Yea. I know someone. YOU!!! Lol. Seriously, there is no greater satisfaction than going out and blasting through. The mud and water on a machine that YOU built. There are plenty of parts suppliers such as SuperATV, HighLifter, Holley, and DragonFire Racing that can provide you with anything you want, and there are YouTube videos and forums that can give you all the know-how that you will ever need. Plus, if anything ever breaks (it will, if you are doing it right), then you will know how to fix it. Check out my ride. I built it myself, in my garage, using internet-ordered parts, YouTube videos, and support from forums like this. I am still planning on adding a Holley NOS shot to her with my tax return money.


----------



## wideopenatv (Dec 29, 2020)

that thing is sick and yes for the most part I'm sure I can do lots of it but stuff like boring cylinders out decking heads I dont have the proper tools for it I have installed lift kits a arms and mounted bigger tires to my machines but not sure what all I can do drive train wise myself without having machining capabilities


----------



## SparkyPrep (Aug 17, 2020)

So, you don’t really need a shop to build your machine, just a shop to work on your engine. I don’t know anything about Canada, but maybe someone on here can steer you in the right direction. Good luck, brother. Keep blasting out there.


----------



## Polaris425 (Dec 16, 2004)

The only Canadian person I know who would have the answer is Ostacruiser. But I’m not sure if y’all are in the same area of the great white north. 

RDC (rubber down customs) is up that way and he’s a Polaris guru. I’m pretty sure he’s still in business. 

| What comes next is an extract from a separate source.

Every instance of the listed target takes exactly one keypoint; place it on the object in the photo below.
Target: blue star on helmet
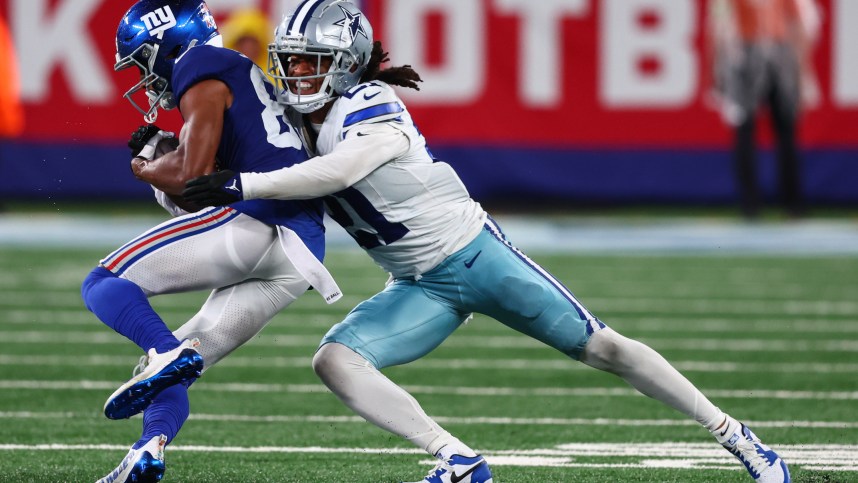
(352, 22)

Sent from my iPhone using Tapatalk


----------



## wideopenatv (Dec 29, 2020)

ended up finding big bore kit from Millennium Tech they have multiple for this machine probably going to get the billet 5mm over and then rubber down customs still makes 2" lift kits rad relocates and some part for the air box to make the snorkel easier I'm hopeful that the rzr 800 and the sportsman 800 are the same engine if so I'll be able to get a more aggressive cam fairly easy if not well idk the search goes on I guess


----------



## Polaris425 (Dec 16, 2004)

RDC is a stand up guy... I always liked doing business with him.


----------